In [12]:
import copy
from elasticsearch import Elasticsearch, exceptions
import pandas as pd
import warnings

ES_HOST = "https://cluster.elasticsearch.dataesr.ovh/"
ES_INDEX = "bso-publications-20230403"
ES_PASSWORD = "vn84q9Xef9U7pmU"
ES_USER = "BSO"

es = Elasticsearch(ES_HOST, http_auth=(ES_USER, ES_PASSWORD))
warnings.simplefilter('ignore', exceptions.ElasticsearchWarning)

### Publications in ES
With foreign publications, publications from HAL ...

In [2]:
count_es = es.count(index=ES_INDEX).get("count")
print(f"{format(count_es, ',')} publications are in ES")
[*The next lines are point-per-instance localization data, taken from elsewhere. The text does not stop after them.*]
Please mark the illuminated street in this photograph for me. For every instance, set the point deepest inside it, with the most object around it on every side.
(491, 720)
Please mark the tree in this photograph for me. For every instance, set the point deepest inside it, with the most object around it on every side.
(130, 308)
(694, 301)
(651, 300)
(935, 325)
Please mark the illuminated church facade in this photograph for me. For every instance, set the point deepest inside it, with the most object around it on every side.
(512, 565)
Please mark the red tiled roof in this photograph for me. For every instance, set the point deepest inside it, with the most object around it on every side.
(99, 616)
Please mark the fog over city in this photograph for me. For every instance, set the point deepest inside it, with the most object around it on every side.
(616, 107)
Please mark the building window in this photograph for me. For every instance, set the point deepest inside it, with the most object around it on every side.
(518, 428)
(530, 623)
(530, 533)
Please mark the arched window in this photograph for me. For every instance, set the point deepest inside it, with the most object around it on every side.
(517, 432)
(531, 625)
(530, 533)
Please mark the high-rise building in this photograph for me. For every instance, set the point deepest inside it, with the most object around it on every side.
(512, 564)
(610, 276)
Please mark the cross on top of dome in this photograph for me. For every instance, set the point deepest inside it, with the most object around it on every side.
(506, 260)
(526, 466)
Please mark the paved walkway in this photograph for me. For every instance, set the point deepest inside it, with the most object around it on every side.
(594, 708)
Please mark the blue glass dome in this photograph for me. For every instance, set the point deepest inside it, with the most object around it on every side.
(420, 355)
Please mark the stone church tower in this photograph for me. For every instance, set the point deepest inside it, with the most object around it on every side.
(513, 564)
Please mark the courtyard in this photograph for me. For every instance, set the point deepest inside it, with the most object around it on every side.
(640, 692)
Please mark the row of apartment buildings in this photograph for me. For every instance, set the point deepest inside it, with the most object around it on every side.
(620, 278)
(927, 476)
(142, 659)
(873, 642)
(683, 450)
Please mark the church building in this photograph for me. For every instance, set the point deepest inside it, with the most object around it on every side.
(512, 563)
2,961,498 publications are in ES


### Publications in the BSO
Publications from France, with a DOI from crossref and of type "journal-article", "proceedings", "book-chapter", "book" or "preprint"

In [3]:
body_bso = {
	"query": {
		"bool": {
			"must": [
				{
					"term": {
						"bso_country.keyword": "fr"
					}
				},
				{
					"terms": {
						"id_type.keyword": [
							"doi"
						]
					}
				},
				{
					"terms": {
						"genre.keyword": [
							"journal-article",
							"proceedings",
							"book-chapter",
							"book",
							"preprint"
						]
					}
				}
			]
		}
	}
}

In [4]:
count_bso = es.count(index=ES_INDEX, body=body_bso).get("count")
count_bso_percent = count_bso / count_es * 100
print(f"{format(count_bso, ',')} publications are in the BSO, so {count_bso_percent:.2f}% of the ES")

1,593,783 publications are in the BSO, so 53.82% of the ES


### Publications in BSO and downloaded

In [5]:
body_copy = copy.deepcopy(body_bso)
body_copy.get("query").get("bool").get("must").append({ "term": { "bso3_downloaded": "1" } })
count_bso_downloaded = es.count(index=ES_INDEX, body=body_copy).get("count")
count_bso_downloaded_percent = count_bso_downloaded / count_bso * 100
print(f"{format(count_bso_downloaded, ',')} publications in the BSO have been downloaded ie. {count_bso_downloaded_percent:.2f}%")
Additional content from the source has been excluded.